Sales of additional shares of our common stock could cause the price of our common stock to decline.

        Sales of substantial amounts of our common stock in the open market, or the availability of such shares for sale, could adversely affect the price of our common stock. In addition, the issuance of common stock upon exercise of any outstanding option or the conversion of any of our outstanding convertible debt could be dilutive, and may cause the market price for a share of our common stock to decline.
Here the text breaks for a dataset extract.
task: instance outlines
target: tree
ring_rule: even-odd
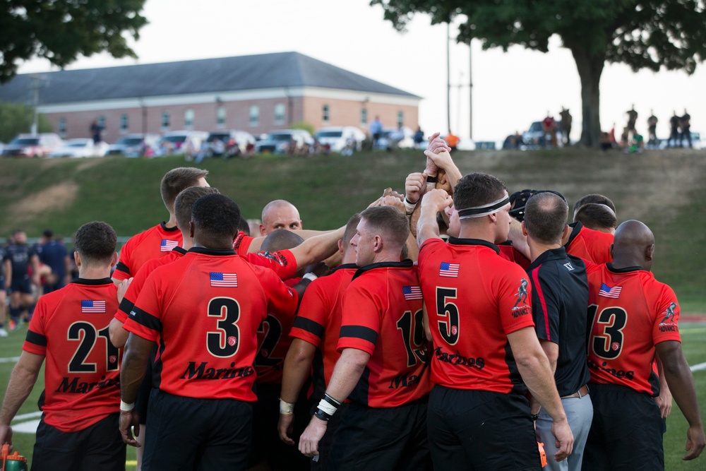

As of August 31, 2006, we had approximately 115.1 million shares of common stock issued and outstanding, together with outstanding options to purchase approximately 15.2 million shares of common stock with a weighted average exercise price of $26.13 per share, and notes convertible into approximately 4.4 million shares of common stock with conversion prices of $14.94 and $92.26 per share and a weighted average conversion price of $22.87 per share. Outstanding options and convertible notes may be exercised or converted, as the case may be, if the market price of our common stock exceeds the applicable exercise or conversion price.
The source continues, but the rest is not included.